The second strand of twin literature is marked by a sense of mystery, even deviousness. Omar S. Castañeda’s translation of the Quiché Maya creation text, Popol Vuh includes a section titled “A Matter of Twins.” In Castañeda’s version, Blowgunner and Jaguar Sun were born on a mountain, and soon taken into a home with their half-brothers. The children’s grandmother says of the twins, “You should get rid of them. They are loudmouthed.” The twins are gifted hunters, though, and soon impress even grandmother. The twins craft a plan to capture their envious brothers in a tree. They tell their brothers to untie and drape their loincloths like tails. The twins then magically turn the brothers into monkeys. Having had their revenge, the twins walk home to their grandmother: “They imitated the frightened look of their older brothers, and clutched each other the way monkeys do. They laughed even more than they should have because what they wanted was to arrive out of breath and colored, as if they had been running quickly to get to their grandmother.”

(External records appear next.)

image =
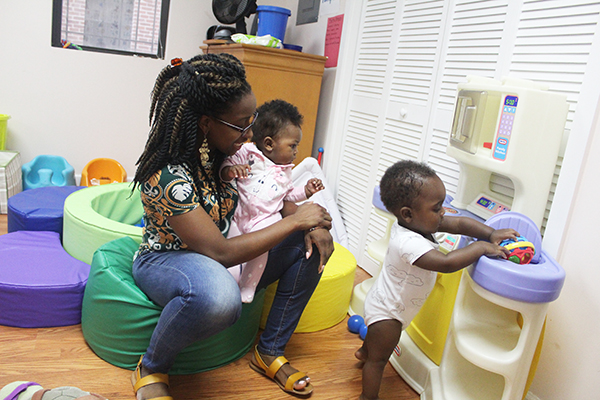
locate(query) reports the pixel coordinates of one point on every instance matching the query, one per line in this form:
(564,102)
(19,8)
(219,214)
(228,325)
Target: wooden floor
(55,357)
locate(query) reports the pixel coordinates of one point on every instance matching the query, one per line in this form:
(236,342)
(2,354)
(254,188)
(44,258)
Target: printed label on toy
(505,127)
(491,205)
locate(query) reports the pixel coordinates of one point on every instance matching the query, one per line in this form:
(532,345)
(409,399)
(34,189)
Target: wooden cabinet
(282,74)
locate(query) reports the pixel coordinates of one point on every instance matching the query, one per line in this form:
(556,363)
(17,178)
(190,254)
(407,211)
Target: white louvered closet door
(411,55)
(389,107)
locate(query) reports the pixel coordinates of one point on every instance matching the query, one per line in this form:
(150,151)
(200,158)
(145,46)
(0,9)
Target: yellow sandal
(138,382)
(271,370)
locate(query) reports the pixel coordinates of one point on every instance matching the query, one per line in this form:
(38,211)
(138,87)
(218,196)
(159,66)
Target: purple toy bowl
(540,281)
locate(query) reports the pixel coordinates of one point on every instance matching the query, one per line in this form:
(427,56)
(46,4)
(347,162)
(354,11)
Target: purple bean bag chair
(40,284)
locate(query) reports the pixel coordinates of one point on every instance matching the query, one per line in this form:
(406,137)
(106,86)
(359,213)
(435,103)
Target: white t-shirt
(401,287)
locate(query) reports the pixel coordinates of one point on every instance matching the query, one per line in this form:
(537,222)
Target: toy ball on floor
(363,331)
(355,322)
(521,251)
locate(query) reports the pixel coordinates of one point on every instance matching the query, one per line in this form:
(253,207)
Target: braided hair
(401,183)
(207,84)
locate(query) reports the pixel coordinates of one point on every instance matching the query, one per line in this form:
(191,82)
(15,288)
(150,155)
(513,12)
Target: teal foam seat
(47,170)
(118,318)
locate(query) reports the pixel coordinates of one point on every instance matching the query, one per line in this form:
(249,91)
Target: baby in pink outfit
(263,172)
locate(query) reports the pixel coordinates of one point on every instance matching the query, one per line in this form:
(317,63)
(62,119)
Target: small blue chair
(47,170)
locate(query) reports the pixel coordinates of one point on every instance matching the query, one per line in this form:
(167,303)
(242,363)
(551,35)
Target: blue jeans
(200,298)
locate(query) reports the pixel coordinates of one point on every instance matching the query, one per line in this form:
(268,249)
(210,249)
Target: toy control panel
(486,206)
(505,126)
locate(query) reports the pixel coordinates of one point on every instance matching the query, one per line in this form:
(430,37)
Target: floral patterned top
(171,191)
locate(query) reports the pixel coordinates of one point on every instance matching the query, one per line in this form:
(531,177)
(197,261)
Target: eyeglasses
(242,131)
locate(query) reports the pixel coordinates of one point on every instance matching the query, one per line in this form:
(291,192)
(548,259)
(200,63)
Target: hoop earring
(204,152)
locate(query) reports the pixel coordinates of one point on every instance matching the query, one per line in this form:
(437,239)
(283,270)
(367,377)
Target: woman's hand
(324,242)
(311,215)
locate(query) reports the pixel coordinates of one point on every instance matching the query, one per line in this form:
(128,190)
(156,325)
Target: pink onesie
(261,199)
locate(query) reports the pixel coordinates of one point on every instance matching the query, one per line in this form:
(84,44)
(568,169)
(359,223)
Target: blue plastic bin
(272,21)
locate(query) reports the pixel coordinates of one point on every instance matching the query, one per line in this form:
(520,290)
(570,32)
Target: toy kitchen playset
(479,334)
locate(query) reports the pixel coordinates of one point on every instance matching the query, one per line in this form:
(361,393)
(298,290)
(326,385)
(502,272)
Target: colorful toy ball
(363,331)
(521,251)
(355,322)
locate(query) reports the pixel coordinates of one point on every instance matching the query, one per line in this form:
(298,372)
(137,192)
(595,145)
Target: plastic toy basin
(531,283)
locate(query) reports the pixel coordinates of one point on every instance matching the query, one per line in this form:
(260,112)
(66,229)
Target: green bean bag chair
(118,319)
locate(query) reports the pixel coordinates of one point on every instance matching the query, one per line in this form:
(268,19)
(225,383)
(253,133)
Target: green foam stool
(96,215)
(118,318)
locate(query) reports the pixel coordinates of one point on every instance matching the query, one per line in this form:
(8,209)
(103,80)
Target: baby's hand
(493,250)
(313,186)
(502,234)
(235,172)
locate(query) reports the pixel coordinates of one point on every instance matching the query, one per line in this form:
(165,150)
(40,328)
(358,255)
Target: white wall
(78,104)
(570,363)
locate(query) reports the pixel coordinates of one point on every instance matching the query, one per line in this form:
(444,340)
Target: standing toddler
(415,195)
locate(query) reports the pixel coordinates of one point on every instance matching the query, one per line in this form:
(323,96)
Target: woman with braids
(202,111)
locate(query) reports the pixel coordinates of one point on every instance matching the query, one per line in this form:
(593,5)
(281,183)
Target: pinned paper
(332,40)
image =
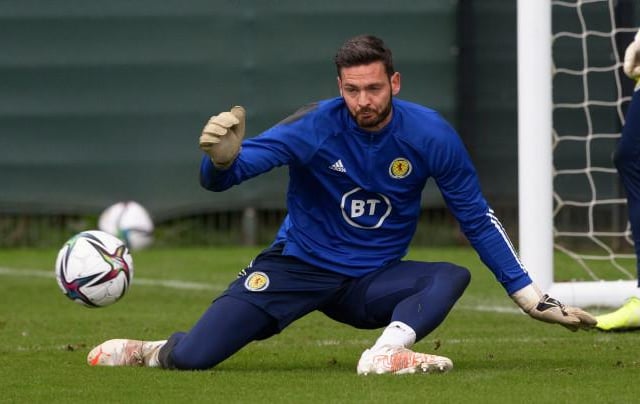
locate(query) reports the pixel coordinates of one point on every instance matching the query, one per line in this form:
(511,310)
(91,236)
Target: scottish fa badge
(256,281)
(400,168)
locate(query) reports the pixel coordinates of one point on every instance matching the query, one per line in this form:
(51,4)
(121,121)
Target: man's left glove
(547,309)
(631,63)
(222,136)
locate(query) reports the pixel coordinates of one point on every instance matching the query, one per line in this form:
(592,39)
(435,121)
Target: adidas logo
(338,166)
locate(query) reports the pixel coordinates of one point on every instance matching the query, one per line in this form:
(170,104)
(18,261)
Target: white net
(590,94)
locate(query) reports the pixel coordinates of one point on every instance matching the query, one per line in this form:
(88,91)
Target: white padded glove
(547,309)
(222,136)
(631,63)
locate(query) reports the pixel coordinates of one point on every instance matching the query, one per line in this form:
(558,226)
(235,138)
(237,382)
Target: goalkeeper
(358,164)
(627,161)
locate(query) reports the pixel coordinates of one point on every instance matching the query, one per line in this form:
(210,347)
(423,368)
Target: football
(94,268)
(130,222)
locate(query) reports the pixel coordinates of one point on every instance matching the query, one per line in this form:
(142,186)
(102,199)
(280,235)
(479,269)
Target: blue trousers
(277,290)
(627,161)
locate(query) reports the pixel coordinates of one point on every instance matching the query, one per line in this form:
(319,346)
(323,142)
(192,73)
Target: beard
(368,118)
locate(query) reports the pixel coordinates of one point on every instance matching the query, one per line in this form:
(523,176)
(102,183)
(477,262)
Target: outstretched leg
(228,325)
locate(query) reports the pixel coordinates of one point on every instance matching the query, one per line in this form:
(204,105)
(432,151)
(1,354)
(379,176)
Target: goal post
(540,204)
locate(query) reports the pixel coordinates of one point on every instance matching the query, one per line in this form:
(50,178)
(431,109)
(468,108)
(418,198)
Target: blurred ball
(130,222)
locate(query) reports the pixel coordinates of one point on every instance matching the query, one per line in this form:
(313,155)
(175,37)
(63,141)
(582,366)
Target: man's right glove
(547,309)
(222,136)
(631,64)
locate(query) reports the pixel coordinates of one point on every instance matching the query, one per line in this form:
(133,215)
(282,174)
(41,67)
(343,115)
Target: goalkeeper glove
(222,136)
(547,309)
(631,63)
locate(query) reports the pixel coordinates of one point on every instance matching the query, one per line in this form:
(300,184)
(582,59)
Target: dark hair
(363,50)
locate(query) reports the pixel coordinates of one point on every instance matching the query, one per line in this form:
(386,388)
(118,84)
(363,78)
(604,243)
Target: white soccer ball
(94,268)
(130,222)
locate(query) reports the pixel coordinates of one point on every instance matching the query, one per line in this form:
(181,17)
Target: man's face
(367,91)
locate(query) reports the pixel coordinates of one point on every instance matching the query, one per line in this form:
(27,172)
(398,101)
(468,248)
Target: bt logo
(365,210)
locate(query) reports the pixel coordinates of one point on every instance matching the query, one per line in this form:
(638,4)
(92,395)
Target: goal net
(574,234)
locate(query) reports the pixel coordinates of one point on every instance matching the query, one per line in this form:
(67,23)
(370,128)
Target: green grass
(500,356)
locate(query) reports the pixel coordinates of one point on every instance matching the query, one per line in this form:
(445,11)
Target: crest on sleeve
(256,281)
(400,168)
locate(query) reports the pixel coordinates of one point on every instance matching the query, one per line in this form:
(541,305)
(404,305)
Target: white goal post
(536,166)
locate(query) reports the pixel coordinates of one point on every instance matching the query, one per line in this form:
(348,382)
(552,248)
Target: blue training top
(354,196)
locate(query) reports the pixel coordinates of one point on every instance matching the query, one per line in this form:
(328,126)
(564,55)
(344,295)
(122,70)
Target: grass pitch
(499,354)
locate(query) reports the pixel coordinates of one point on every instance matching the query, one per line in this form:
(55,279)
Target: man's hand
(222,136)
(631,64)
(547,309)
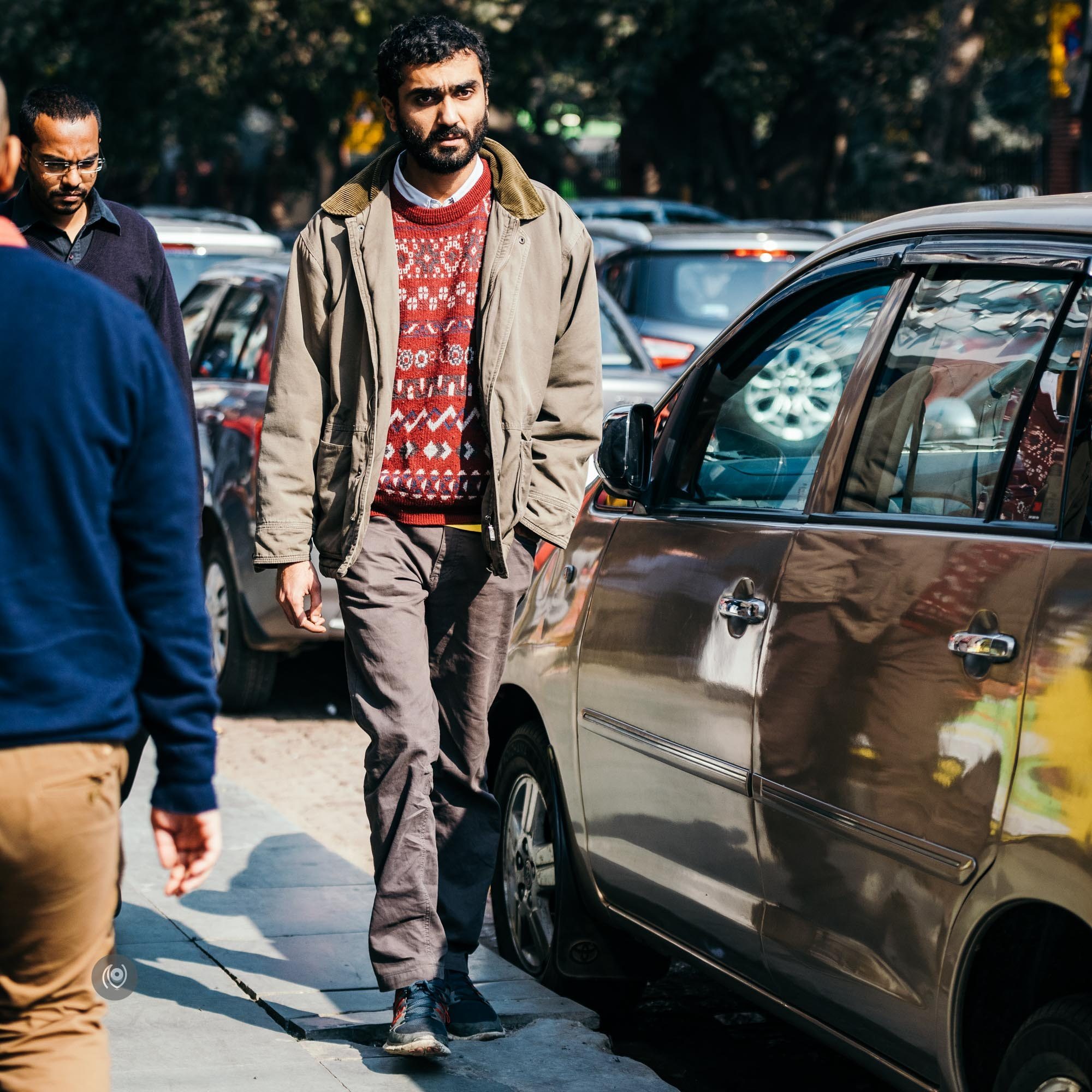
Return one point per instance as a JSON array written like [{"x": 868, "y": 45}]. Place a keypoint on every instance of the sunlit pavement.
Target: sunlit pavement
[{"x": 274, "y": 948}]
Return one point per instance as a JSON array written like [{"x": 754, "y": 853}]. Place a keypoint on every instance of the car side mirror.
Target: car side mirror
[{"x": 625, "y": 456}]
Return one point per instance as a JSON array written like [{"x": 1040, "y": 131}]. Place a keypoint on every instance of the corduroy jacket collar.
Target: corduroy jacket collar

A more contemporary example, “Summer, With Twins” by Rebecca Curtis, dramatizes this idea of twins as an impenetrable pair, willing to protect each other at all costs. The narrator spends the summer with identical twin girls, Jean and Jessica Serrano. She is intrigued by the twins, but in a particular way: “They weren’t strikingly beautiful, and they weren’t especially kind. But everything they did they did with enthusiasm… Their enthusiasm made me angry, because it seemed false, but then I became included in it and realized it was genuine.” The narrator waitresses with the twins at a restaurant, but she makes far less in tips. Their “secret weapon” was their “sameness.”
Together, longing and mystery make for a feeling of inevitability to twin tales. Take Thomas Hardy’s “The Convergence of the Twain,” written upon the sinking of the Titanic. As the boat nears an iceberg, “being anon twin halves of one august event,” their “consummation comes, and jars two hemispheres.” The initial, biological separation of twins creates the longing to become one again. As a reader—as a father—I am drawn to this idea of completion. We believe that love completes us, but the literature of twins suggests our greatest wish is for peace and transcendence within ourselves. In rare, lucky moments, that internal piece is found through our external double.